The trouble with the spread  

Posted by Walter

Interesting article on today by Don Banks discussing how the proliferation of the spread offense in college has made evaluating college prospects for the NFL draft extremely difficult. In the article Banks quoted NFL Network analyst Mike Mayock who deftly observed:

"It's the running backs, with their first step being lateral, crossing the quarterback's face instead of running downhill....It's the tight end that's never in line as a blocker. It's the wide receiver who doesn't run a route tree. It's every position. It's the left tackle, like (Baylor's) Jason Smith, who's in a two-point stance 98 percent of the time."
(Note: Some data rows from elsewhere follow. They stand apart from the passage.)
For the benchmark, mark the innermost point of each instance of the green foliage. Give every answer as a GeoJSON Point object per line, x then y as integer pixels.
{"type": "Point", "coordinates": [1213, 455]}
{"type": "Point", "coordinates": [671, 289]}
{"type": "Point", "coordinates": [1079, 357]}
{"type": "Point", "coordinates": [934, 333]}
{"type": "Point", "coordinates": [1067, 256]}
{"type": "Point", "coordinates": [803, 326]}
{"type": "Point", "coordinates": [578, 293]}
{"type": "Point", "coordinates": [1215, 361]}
I think Banks and Mayock have hit the nail right on the head. The NFL draft was always a crap shoot, even when the scouts had a chance to watch college players playing in NFL style offenses during college games. With the advent and subsequent explosion of spread offenses in college football, scouts no longer have the opportunity to watch a particular player operate under circumstances they will encounter in an NFL offense. This will lead to the evaluation process becoming even more erratic, which will almost certainly result in more and more first round draft busts, which will ultimately lead to NFL teams having more and more dead money tied up in wasted talent.

This is not good for the game. Think about all the teams that have been set back years (and in some cases decades) by a couple of bad draft picks. The harder it becomes to evaluate players, the more this will happen, and the more franchises will be harmed. Moreover, the teams picking at the top of the draft, who are more susceptible to that type of franchise crippling draft miss, are forced to have more money tied up in potential young busts because of rookie salary demands. This will hamstring those teams in the free agent market, and prevent them from ever righting the ship.

This growing trend is not going to stop, and offers yet another reason that the NFL needs to adopt a MLB slotting process for rookie salaries.